Molecular engineering of copolymers with donor-acceptor structure for bulk heterojunction photovoltaic cells toward high photovoltaic performance

A series of donor-acceptor (D-A) conjugated copolymers with benzo[1,2-b:4,5-b-]dithiophene (BDT) as donor and two different electron-accepting groups bithiophenevinyl-2-pyran-4-ylidenemalononitrile (TVM) and benzothiadiazole (BT) moieties as acceptors is designed and synthesized. The optical and electrochemical properties show that the band gaps of the copolymers are in the range of 1.70-1.84 eV, and the HOMO and LUMO energy levels can be tuned effectively by controlling the varied ratios between TVM and BT because of the change of the ICT interaction between donor and acceptor, the electron delocalization degree, and the electron cloud density distribution of the copolymers. Bulk heterojunction photovoltaic devices are fabricated by using the copolymers as donors and (6,6)-phenyl-C61-butyric acid methyl ester (PC61BM) or (6,6)-phenyl-C71-butyric acid methyl ester (PC71BM) as acceptors.
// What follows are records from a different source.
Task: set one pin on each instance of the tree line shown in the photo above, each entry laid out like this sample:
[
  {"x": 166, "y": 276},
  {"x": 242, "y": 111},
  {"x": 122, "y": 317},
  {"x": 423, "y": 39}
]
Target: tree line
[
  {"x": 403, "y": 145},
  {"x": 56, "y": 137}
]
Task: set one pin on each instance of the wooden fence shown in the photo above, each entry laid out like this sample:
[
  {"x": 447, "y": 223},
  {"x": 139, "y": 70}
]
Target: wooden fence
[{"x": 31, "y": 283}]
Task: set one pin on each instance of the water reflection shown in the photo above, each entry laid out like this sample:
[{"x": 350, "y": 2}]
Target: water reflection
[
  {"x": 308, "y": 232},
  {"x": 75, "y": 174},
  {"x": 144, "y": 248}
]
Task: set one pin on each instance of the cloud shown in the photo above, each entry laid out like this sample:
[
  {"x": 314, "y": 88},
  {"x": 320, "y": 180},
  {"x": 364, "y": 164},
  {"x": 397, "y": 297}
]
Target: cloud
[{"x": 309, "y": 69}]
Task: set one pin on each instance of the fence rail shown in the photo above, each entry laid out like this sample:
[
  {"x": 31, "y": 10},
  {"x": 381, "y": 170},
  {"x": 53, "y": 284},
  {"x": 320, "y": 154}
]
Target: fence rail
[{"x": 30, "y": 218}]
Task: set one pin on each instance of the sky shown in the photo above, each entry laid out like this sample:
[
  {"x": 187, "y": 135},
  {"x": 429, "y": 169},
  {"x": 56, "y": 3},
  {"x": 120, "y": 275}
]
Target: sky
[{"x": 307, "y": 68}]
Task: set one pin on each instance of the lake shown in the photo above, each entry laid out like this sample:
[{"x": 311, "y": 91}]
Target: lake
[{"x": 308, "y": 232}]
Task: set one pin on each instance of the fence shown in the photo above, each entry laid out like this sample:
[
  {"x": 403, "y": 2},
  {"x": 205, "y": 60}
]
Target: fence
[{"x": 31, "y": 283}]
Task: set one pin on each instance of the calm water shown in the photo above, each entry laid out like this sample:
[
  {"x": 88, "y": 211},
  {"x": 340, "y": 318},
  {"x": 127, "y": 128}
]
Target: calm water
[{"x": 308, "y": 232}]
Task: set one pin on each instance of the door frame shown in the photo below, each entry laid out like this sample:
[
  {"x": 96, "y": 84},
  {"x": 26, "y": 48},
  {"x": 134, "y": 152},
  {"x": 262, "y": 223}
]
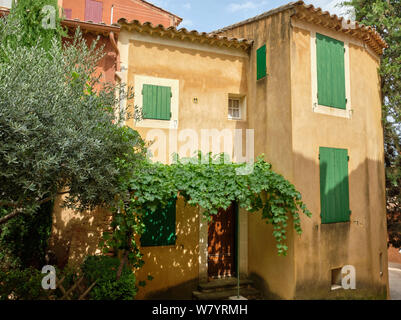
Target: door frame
[{"x": 241, "y": 243}]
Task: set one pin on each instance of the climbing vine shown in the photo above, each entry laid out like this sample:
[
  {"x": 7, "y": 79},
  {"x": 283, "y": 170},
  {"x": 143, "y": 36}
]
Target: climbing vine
[{"x": 209, "y": 182}]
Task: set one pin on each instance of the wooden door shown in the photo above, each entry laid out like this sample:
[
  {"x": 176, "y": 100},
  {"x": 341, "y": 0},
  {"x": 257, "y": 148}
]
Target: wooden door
[{"x": 221, "y": 244}]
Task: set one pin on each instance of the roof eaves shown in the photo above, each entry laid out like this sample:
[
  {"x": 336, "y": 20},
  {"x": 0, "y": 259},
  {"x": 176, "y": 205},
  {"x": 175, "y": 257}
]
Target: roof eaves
[
  {"x": 91, "y": 26},
  {"x": 181, "y": 34},
  {"x": 369, "y": 36},
  {"x": 164, "y": 10}
]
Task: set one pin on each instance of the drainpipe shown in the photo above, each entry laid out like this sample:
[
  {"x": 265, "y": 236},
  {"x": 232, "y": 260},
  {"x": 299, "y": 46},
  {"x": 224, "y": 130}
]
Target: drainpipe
[
  {"x": 112, "y": 14},
  {"x": 114, "y": 44}
]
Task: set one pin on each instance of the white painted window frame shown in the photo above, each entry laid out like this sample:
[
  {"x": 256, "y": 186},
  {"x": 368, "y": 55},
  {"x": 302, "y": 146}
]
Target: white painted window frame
[
  {"x": 139, "y": 81},
  {"x": 242, "y": 106},
  {"x": 347, "y": 113}
]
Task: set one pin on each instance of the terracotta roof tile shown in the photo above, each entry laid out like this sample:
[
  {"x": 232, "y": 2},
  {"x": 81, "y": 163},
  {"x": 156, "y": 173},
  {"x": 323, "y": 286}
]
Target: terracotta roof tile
[
  {"x": 172, "y": 32},
  {"x": 317, "y": 16}
]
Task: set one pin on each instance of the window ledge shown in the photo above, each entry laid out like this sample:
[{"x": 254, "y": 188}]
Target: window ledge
[{"x": 336, "y": 112}]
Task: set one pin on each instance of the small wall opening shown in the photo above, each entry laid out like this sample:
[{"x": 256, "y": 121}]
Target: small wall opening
[{"x": 336, "y": 279}]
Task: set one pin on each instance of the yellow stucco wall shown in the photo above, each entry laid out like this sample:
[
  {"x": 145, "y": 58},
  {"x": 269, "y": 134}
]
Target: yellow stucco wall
[
  {"x": 323, "y": 247},
  {"x": 174, "y": 268},
  {"x": 292, "y": 134},
  {"x": 289, "y": 133},
  {"x": 207, "y": 76},
  {"x": 210, "y": 76},
  {"x": 270, "y": 117}
]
The optimized photovoltaic performances show that the open-circuit voltage (Voc) was gradually increased from 0.7 to 0.94 V when decreasing the HOMO energy levels of copolymers, and the short-circuit current density (Jsc) is greatly improved by increasing the absorption spectrum in the visible region, increasing the hole mobility and optimizing the morphologies of blend films between copolymers and PCBM. The optimized photovoltaic performance with a Voc of 0.78 V, J sc of 5.47 mA/cm2, fill factor (FF) of 0.40, and power conversion efficiency (PCE) of 1.67% under simulated AM 1.5 solar irradiation of 100 mW/cm2 is obtained by the copolymer PM50 (PM50:PC 61BM, 1:3 w/w, in CB solution). This is due to its high hole mobility and interpenetrating network morphology of PM50:PC61BM blend film. The photovoltaic device based on PM50:PC71BM shows a Jsc of 8.32 mA/cm2 and a PCE of 2.89%.